Ancora non abbiamo imparato la lezione che prima o poi l’ignoranza, passata come pratica religiosa, oltre a generare mostri viene presto smascherata. Un tempo era considerato demoniaco mangiare cioccolata, ballare il tango, censurato da bolla papale come peccato mortale, mangiare carne di maiale costringeva all’inferno, e chi era figlio di macellaio non poteva accedere al ministero sacerdotale dato che il padre si era “macchiato di sangue”. Le donne in mestruo non potevano entrare in chiesa, e i medici che praticavano l’autopsia per la ricerca scientifica venivano scomunicati.

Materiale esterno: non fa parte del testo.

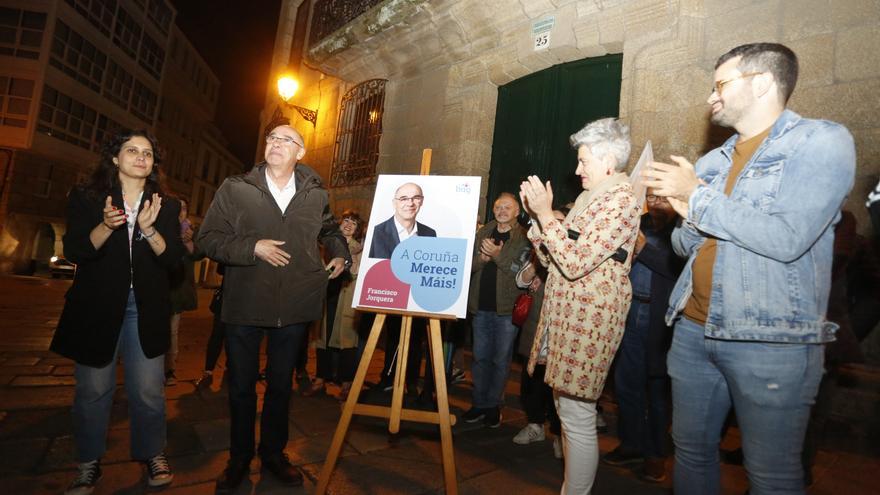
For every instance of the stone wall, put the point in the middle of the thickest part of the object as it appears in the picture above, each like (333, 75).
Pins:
(445, 59)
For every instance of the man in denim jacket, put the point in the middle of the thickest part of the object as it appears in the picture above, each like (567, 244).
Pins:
(758, 229)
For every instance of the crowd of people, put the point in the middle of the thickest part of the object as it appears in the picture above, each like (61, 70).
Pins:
(713, 291)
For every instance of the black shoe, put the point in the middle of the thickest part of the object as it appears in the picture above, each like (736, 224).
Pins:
(87, 476)
(233, 475)
(281, 467)
(473, 415)
(493, 417)
(622, 457)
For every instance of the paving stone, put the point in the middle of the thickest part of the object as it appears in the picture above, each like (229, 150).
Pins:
(63, 370)
(35, 398)
(213, 435)
(25, 369)
(42, 381)
(20, 361)
(21, 454)
(46, 423)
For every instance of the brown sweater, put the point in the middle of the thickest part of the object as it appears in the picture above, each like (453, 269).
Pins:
(697, 308)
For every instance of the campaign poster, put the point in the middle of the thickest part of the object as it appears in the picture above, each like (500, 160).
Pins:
(418, 245)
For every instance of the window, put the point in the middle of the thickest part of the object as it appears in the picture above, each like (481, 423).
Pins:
(152, 56)
(127, 33)
(15, 101)
(65, 118)
(160, 14)
(21, 32)
(77, 57)
(98, 12)
(43, 179)
(358, 133)
(106, 127)
(143, 102)
(118, 85)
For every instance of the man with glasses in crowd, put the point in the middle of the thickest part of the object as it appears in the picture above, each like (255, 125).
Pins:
(758, 229)
(265, 226)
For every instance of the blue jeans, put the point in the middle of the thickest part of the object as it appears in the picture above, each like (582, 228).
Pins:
(243, 362)
(493, 349)
(144, 387)
(771, 387)
(643, 405)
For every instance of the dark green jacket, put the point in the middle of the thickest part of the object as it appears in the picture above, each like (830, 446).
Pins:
(514, 254)
(256, 293)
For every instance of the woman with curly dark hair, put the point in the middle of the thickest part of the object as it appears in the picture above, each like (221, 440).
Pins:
(339, 329)
(124, 236)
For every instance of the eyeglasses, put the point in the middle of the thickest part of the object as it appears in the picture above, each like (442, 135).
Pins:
(274, 138)
(719, 85)
(407, 199)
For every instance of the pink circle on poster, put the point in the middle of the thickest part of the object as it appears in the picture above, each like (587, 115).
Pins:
(381, 289)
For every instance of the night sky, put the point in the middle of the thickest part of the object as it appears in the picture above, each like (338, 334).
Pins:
(236, 39)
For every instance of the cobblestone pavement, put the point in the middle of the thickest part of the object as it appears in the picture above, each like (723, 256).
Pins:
(36, 443)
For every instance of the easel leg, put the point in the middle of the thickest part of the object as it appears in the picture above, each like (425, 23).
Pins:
(436, 343)
(400, 374)
(348, 410)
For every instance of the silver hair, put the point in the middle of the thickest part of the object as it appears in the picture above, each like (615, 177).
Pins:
(602, 137)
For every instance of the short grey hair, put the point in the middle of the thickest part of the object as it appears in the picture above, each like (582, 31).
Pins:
(607, 136)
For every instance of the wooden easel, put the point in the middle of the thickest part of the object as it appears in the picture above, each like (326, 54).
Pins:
(396, 412)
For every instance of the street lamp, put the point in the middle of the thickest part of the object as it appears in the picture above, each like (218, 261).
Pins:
(287, 87)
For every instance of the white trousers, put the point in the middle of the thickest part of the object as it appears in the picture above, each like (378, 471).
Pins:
(579, 442)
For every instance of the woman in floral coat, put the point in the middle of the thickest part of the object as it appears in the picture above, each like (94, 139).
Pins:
(588, 292)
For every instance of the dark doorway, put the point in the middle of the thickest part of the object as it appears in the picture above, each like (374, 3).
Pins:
(535, 116)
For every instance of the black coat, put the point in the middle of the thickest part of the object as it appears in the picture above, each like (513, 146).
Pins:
(665, 267)
(385, 238)
(89, 327)
(256, 293)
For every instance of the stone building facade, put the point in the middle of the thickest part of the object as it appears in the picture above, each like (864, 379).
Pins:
(71, 72)
(444, 62)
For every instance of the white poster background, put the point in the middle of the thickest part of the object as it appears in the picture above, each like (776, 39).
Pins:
(449, 207)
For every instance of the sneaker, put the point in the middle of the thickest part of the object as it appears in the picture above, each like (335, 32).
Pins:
(87, 476)
(532, 432)
(622, 457)
(601, 425)
(557, 448)
(170, 379)
(655, 470)
(473, 415)
(493, 417)
(159, 471)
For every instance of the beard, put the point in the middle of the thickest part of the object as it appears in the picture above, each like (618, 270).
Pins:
(733, 109)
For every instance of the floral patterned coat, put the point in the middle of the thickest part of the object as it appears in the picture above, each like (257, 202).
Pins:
(587, 293)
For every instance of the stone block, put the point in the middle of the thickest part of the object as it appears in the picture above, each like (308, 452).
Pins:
(853, 104)
(849, 13)
(537, 8)
(815, 60)
(730, 28)
(806, 18)
(648, 15)
(858, 54)
(42, 381)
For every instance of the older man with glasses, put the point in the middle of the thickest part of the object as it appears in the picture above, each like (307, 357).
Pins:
(265, 226)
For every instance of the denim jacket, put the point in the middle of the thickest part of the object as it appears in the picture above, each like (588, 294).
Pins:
(772, 271)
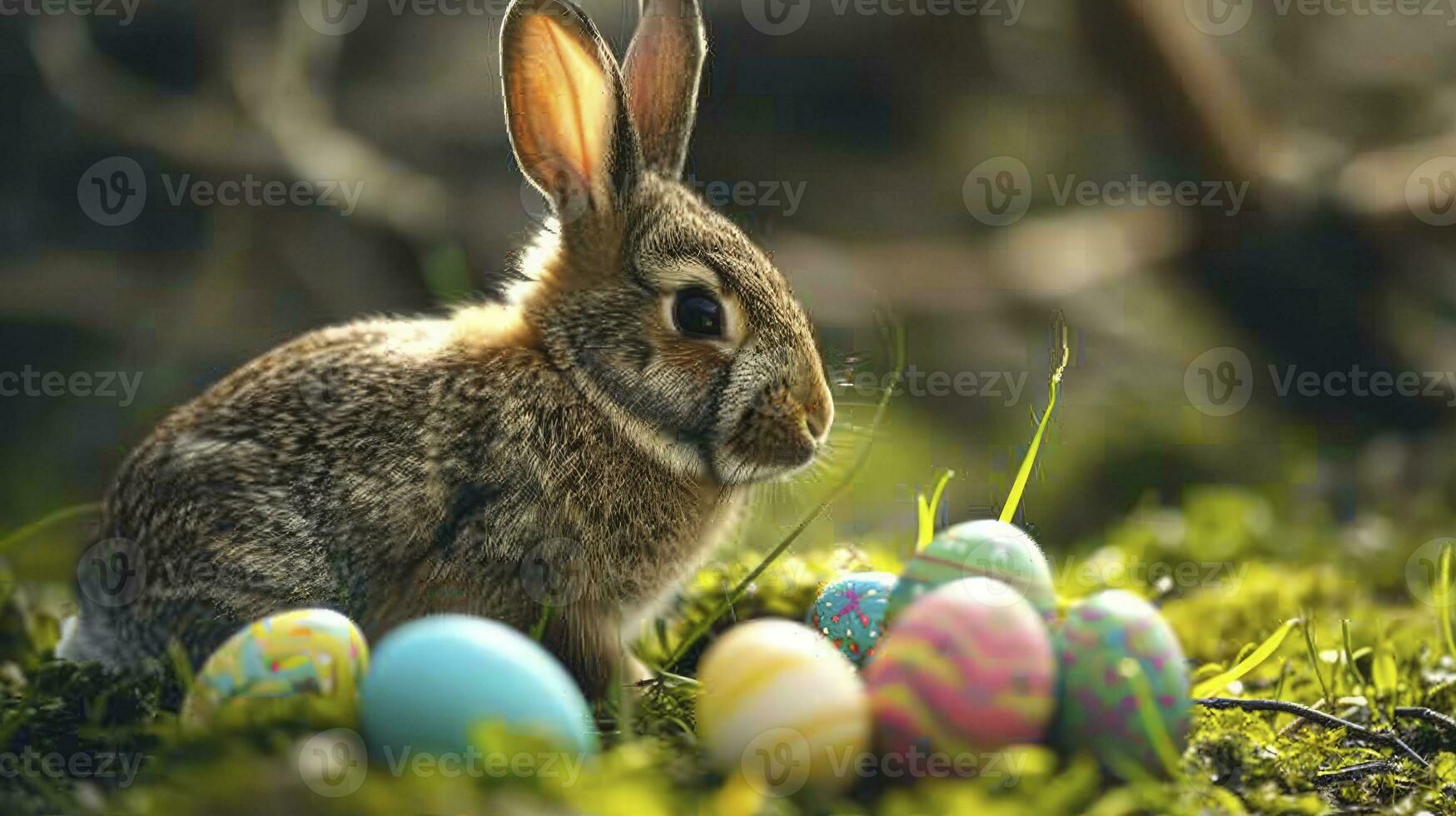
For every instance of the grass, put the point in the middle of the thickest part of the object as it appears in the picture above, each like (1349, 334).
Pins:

Meglio non continuare su questo triste elenco, non basterebbe una pagina del giornale, ma il fatto costante che si ripete è il peccato originale di chi, non avendo capacità di passare argomenti validi e credibili, cerca di tenere buona la platea plaudente a forza di terrore, lo stesso terrore che dovrebbe riempire chiese e consentire a chi le regge sulla paura di organizzare il consenso. Il peccato, il diavolo e la colpa diventano l’arma da sfoderare ogni qual volta la nostra incapacità di convincere l’uomo circa l’amore liberante di Dio non riesce a portare i frutti desiderati.
E il senso di colpa che genera mostruosità è il luogo pseudo spirituale dove meglio sembra facilitato un annuncio che a mio modo di vedere, al di là delle buone intenzioni, semmai esistono, non genera comunque la liberazione voluta da Cristo. “Dio ti vede!”, sulla colpa e la paura abbiamo costruito montagne di psicotici religiosi che dicono di credere più per evitare l’inferno che per godere del paradiso. Molti uomini schiacciati da questo peso, quando si accorgono dell’inganno o fuggono, decidendo di vivere malgrado la colpa, o si rassegnano e si lasciano convincere nonostante la colpa.
Non bisogna dimenticare che il terrorismo spirituale non ha mai pagato, è riuscito solo temporaneamente a irreggimentare uomini che si dichiaravano credenti perché impauriti e sfiduciati. Agitare le fiamme dell’inferno non servirà a restituire la libertà all’uomo: solo la gioia, la sana allegria, sperimentata grazie all’amore che vivo, mi potrà convincere che esiste un Dio liberante, che vale la pena affidarmi a Lui. E questo permetterà anche di rischiare, tentare di fare meglio, sapendo che forse possiamo sbagliare, ma che proprio l’amore che muove il nostro essere diventa giudice della nostra vita.
La paura paralizza, il senso di colpa pietrifica, l’amore rende coraggiosi, dà sicurezza ai nostri passi malgrado le nostre fragilità. Il senso di colpa ricorda continuamente ciò che è peccato, quello che devi fare e quello che non puoi fare, l’amore invece mostra nella libertà quello che può essere contro o a favore, ma più che dire cosa non si debba fare, sprona a quello che bisogna essere. Per troppo tempo preoccupati di dire agli uomini che non dovevano fare il male, abbiamo dimenticato di ricordare che per essere felici bisogna fare il bene e abbandonarsi alla logica dell’amore, con la consapevolezza che malgrado i nostri limiti, possiamo fiduciosamente contare su un Dio che vuole che nessuno si perda, anche se non la pensa come noi, se vive diversamente dai nostri principi e vuole che Halloween altro non sia che una sera di baldorie.
Ricordo che da bambino con i miei compagni per la ricorrenza dei morti compravamo dei salvadanai a forma di bare. Giravamo per strada agitandoli tra la gente che alla nostra richiesta “Signurì e muort”, rispondevano con qualche spicciolo. La sera, il ricavato, per comprare torrone. Era la nostra Halloween come per tanti bambini di oggi in cerca di scherzetti e di dolcetti, bambini mascherati da mostri per riderci un po’ sopra insieme a maestri e genitori e per imparare forse a convivere con la paura dell’ignoto, senza l’alibi di attribuire a Satana la responsabilità dei nostri fallimenti.